Anadolu'nun Hellenleştirilmesi
Grek
kültürü, İskender İmparatorluğu’nda Hellenizmin aracı olmadan önce Grek
yerleşimlerinin bulunduğu küçük bir alanda yayılmıştı.
Trakya
Greklerin ayak basmaktan çekindikleri güvensiz bir topraktı. Trakyalılar,
Hellenizm etkisi taşımadıkları gibi çoğu kez Greklerle de düşmanlık yaşamışlardır.
Philippos’un
Trakya’yı fethi ve bölgenin iç kısımlarında başlatılan kolonizasyon çalışmaları
ile bu bağlamda yeni bir alan açılmıştır. Anadolu’nun kuzey kıyıları içinde
aynı durum geçerlidir. İç Anadolu’da Halis’in (Kızılırmak) doğusunda yaşayanlar
yarı vahşi kabilelerdi. Paphlagonia ve Bithynialılar onlara göre daha uygardılar.
Anadolu’nun
batı kıyılarında, Grek uygarlıkları oldukça fazla sayıda olmasına rağmen bu
yerleşimlerde Hellenizm etkisi zayıftı diyebiliriz. Güneybatı yerleşimleri ise
daha dağınıktı, bu nedenle Hellenizm burada daha hızlı bir yayılım
gerçekleştirmiştir.
Karia’ya
Hellenizm Aleksandros’dan önce gitmiştir. Karia satrapları Grekçeyi resmi dil
olarak kabul etmişti. Hekatomnidlerin hâkimiyetindeki tüm yerleşimler tamamen
Hellenize edilmişlerdir. Grek kökenli yerleşimciler özgürce yerlilerle evlenmiş
ve Greklerle yerliler arasında bir kaynaşma sorunsuzca gerçekleşmiştir. Öyle
ki, M.Ö.408’de Rhodos’un kurduğu birliğe tüm Karialılar vatandaş olarak
katılmıştır. Bu durum Karialıların politik organizasyonunun Greklerinkiyle aynı
çizgide olması anlamına gelmektedir.
Karialıların
doğu komşuları Lykialılar ise daha az Hellenize olmuşlar, kendi ulusal
dillerini ve yazılarını kullanmaya devam etmişlerdir. Lykialılar,
Aristoteles’in ölçütüyle barbar insanlar olarak değerlendirilseler de kurdukları
büyüklü küçüklü yerleşimler Grekler tarafından polis olarak kabul edilmiş ve M.Ö.IV.yy ortalarında demokratik bir
yapı sergilemişlerdir. Gerçekten bu dönemde darp ettikleri sikkelerde, egemen
sülale adını değil polis adını
görüyoruz.
Anadolu’nun
güneyindeki Pamphylia Ovası Antik Çağ içerisinde, yaşayanları Grek olan çok
sayıda yerleşim yeri barındırmıştır. Ovalarda ve dağlık yüksek yerlerde Milyae
ve Pisidialılar başlangıçta Hellenizme taraftar olmamışlar, kabile örgütlenmesi
çatısı altında çoğu dağınık kasabalarda yaşamışlardır. Bazı merkezi, korunaklı
alanlar oluşturulmuş ve buraları kabilenin yönetim merkezleri halini almıştır.

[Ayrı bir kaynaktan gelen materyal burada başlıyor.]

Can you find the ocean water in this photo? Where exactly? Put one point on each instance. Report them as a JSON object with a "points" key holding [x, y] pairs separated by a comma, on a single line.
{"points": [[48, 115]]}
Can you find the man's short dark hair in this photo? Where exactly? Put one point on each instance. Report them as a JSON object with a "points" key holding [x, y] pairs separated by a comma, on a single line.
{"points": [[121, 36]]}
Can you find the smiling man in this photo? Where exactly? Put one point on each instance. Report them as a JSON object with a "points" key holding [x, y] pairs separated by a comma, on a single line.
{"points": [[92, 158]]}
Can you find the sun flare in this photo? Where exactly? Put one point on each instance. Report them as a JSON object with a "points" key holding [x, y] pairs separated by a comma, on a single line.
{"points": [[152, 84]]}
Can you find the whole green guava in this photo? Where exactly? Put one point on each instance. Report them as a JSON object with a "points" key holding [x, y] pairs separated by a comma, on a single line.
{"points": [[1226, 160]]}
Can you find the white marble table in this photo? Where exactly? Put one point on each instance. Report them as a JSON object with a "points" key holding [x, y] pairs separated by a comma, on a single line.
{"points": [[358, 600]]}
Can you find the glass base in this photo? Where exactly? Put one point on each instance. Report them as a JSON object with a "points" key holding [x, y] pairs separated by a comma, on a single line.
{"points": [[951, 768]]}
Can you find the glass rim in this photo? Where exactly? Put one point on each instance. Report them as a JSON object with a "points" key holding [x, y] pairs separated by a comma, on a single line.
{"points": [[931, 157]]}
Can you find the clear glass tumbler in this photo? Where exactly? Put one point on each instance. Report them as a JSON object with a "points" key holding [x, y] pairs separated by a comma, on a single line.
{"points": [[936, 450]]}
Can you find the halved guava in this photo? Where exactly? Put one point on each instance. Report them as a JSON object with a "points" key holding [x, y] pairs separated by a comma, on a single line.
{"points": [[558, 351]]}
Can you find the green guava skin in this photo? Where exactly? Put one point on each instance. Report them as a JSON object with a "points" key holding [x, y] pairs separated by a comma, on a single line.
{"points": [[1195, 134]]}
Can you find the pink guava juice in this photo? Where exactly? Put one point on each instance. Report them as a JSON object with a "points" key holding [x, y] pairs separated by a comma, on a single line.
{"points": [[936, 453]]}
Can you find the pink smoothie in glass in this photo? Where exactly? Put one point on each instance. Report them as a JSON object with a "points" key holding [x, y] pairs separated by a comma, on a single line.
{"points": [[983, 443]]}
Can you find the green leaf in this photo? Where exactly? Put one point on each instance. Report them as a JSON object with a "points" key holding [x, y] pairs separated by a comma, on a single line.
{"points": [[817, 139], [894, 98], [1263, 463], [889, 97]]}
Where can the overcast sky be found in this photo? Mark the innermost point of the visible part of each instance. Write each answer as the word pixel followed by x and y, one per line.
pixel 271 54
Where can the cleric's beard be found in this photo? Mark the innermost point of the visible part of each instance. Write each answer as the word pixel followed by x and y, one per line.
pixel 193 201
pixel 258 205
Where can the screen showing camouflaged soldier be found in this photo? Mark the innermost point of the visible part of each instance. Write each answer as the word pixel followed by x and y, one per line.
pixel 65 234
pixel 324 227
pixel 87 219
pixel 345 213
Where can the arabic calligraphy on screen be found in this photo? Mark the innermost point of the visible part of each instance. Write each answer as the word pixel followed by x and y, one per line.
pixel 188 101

Bu kabilelerin şüphesiz miras yoluyla aktarılan monarşik bir sistemleri
bulunmakla birlikte, bazıları primitif demokratik uygulamalarda
sergiliyorlardı. Bazı komitelerse kendi içlerinde gelişmemiş topluluklar
durumunda olup bunlardan bir kısmı ovadaki Grek komşularının kültürleri
tarafından soğurulmaya başlamışlardır. Örneğin; Selgeliler ve Etennesliler
M.Ö.IV.yy ortalarında bastıkları sikkelerde Grek efsanelerinden sahnelere yer
vermişlerdir.
Kilikia’da,
Hellenistik Dönem başlarında Grek kültürünün baskın olduğu görülür. Burada Grek
yerleşimcilerinin oturduğu çok sayıda yerleşim bulunduğunu ve kolonilerle
birlikte M.Ö.IV.yy’da burasının tamamen Hellenize olduğunu sikkelere bakarak
anlayabiliyoruz. Kuzey ve Orta Anadolu’da belli alanlar Galatlar tarafından
istila edilmiş ve bu kesimlerde doğulu ailelerin sülale yönetimi egemendi.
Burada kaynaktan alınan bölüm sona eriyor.